Kökeninin Latince “adapi”, “asapi” veya “azapi” olduğunu iddia eden de var, Yunanca “aizypades” veya “atzoupades” olduğunu söyleyen de. Osmanlı, Bizans bakiyesidir, hepsi mümkündür. Bizi ilgilendiren yanı bir sınıf Osmanlı askerinin bu adla anılıyor olması. “Gavur Padişah” II. Mahmut iplerini çekene kadar ayaktaydı. Neden kaldırıldı, bilemiyoruz. Varlıkları yeniçerilerle mümkün olmuştu, onlar ortadan kalkınca bunların da nasıl kullanılacağına karar verilemediğini düşünebiliriz. Ayrıca savaşların niteliği değişiyordu, ateşli silahlar askerleri topyekûn azap haline dönüştürüyordu. Azaplı bir tarihleri var, Osmanlı savaş tarihinin gerçek kahramanlarıdır.

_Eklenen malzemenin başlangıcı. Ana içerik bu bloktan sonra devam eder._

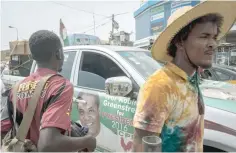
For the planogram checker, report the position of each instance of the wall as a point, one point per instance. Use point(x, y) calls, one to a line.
point(5, 55)
point(151, 18)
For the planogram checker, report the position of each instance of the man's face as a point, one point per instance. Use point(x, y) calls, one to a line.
point(89, 114)
point(201, 44)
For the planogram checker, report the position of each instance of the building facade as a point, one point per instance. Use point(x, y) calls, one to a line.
point(151, 19)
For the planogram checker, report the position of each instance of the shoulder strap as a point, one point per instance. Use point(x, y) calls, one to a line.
point(14, 94)
point(32, 104)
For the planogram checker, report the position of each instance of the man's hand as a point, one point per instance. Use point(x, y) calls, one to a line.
point(91, 143)
point(138, 135)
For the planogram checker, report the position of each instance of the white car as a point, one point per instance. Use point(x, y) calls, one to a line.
point(114, 75)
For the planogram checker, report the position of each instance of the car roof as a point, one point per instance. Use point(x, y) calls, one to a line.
point(105, 47)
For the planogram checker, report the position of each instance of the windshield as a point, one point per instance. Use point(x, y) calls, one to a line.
point(141, 61)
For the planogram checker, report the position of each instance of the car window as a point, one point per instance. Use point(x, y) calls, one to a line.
point(69, 58)
point(222, 76)
point(95, 69)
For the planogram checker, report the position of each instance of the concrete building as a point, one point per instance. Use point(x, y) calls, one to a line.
point(5, 55)
point(151, 19)
point(121, 38)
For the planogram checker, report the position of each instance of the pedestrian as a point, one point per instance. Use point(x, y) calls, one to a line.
point(52, 116)
point(170, 104)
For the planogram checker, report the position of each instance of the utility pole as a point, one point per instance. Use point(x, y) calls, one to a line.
point(94, 24)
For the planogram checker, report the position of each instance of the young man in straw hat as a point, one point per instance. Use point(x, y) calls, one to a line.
point(170, 104)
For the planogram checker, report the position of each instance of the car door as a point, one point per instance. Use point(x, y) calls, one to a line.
point(222, 75)
point(109, 118)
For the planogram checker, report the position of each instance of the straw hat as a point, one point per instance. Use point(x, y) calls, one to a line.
point(185, 15)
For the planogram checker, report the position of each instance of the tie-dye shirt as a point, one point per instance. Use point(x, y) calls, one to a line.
point(168, 105)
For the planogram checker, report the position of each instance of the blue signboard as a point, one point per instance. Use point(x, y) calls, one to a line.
point(155, 14)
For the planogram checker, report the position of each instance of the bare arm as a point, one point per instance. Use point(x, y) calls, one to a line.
point(51, 140)
point(138, 135)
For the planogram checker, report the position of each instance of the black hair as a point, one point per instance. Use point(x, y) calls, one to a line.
point(43, 44)
point(184, 32)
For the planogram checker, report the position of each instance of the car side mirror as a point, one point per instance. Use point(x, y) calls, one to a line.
point(118, 86)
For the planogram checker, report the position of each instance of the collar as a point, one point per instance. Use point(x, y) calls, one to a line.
point(45, 71)
point(178, 71)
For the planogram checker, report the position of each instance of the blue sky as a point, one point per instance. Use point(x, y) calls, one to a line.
point(30, 16)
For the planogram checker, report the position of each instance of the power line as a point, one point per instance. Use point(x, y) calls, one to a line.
point(77, 9)
point(92, 25)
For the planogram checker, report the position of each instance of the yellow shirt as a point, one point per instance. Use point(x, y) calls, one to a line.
point(168, 104)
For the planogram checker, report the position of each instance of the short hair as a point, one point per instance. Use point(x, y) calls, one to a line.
point(43, 44)
point(95, 96)
point(184, 32)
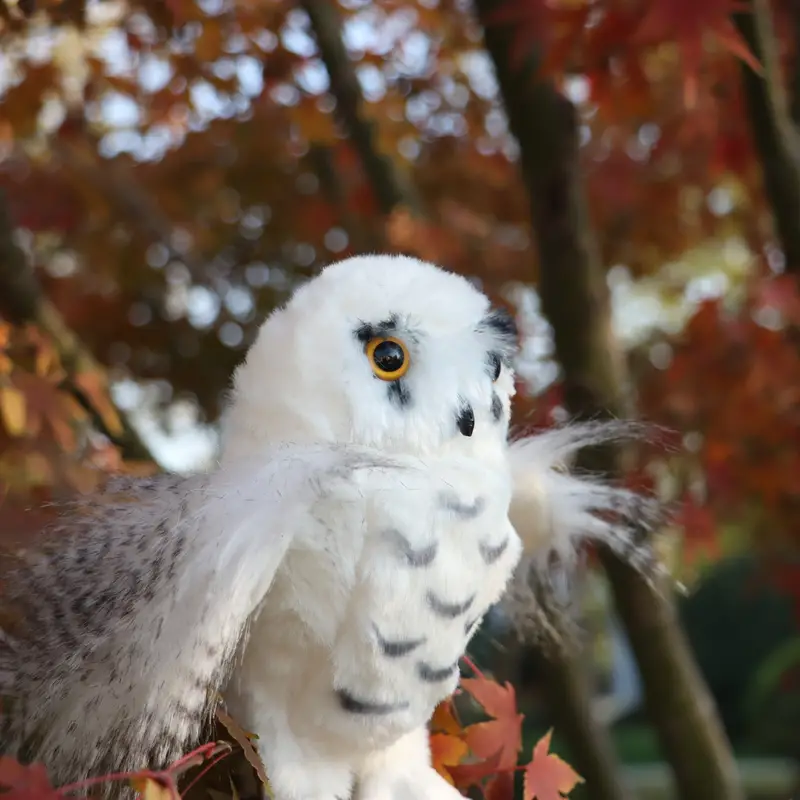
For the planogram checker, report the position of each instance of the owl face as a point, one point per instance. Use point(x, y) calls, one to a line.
point(382, 351)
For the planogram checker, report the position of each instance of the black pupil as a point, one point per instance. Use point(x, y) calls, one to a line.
point(389, 356)
point(496, 365)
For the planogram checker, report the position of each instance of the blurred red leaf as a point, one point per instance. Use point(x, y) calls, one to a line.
point(548, 777)
point(25, 782)
point(501, 735)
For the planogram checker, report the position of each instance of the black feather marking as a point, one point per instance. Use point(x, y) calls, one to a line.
point(355, 706)
point(370, 330)
point(399, 648)
point(414, 558)
point(494, 365)
point(465, 419)
point(497, 407)
point(398, 393)
point(450, 502)
point(445, 609)
point(430, 674)
point(502, 323)
point(491, 554)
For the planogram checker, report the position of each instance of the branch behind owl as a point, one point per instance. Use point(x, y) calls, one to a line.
point(82, 615)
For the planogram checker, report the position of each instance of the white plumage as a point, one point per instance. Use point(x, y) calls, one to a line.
point(329, 572)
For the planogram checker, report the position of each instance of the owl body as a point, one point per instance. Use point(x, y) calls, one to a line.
point(366, 510)
point(381, 603)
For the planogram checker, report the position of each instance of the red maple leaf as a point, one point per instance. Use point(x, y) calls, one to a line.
point(25, 781)
point(501, 736)
point(548, 777)
point(688, 22)
point(466, 775)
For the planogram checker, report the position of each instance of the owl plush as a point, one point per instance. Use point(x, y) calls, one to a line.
point(366, 510)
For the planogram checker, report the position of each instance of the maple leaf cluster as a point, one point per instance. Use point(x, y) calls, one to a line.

Kaynaklara göre hepsi bekardı. Savaştaki konumlarına göre sağ ve sol azaplar olarak anılır, “kırmızı börk” giyerlerdi. Anadolu köylerinden toplanıp getirilirler, eğitimine bakılmadan savaşa sürülürlerdi. Barış zamanlarında inşaat işlerinde kürekçi ameleydiler. Düzensiz, disiplinsiz ve vasıfsızdılar ama savaşlardaki yerleri en öndeydi. Hep ilk hedef olduklarından ve haliyle çok öldüklerinden arkadan gelen yeniçeriler cesetlerine basarak ilerleyebiliyordu.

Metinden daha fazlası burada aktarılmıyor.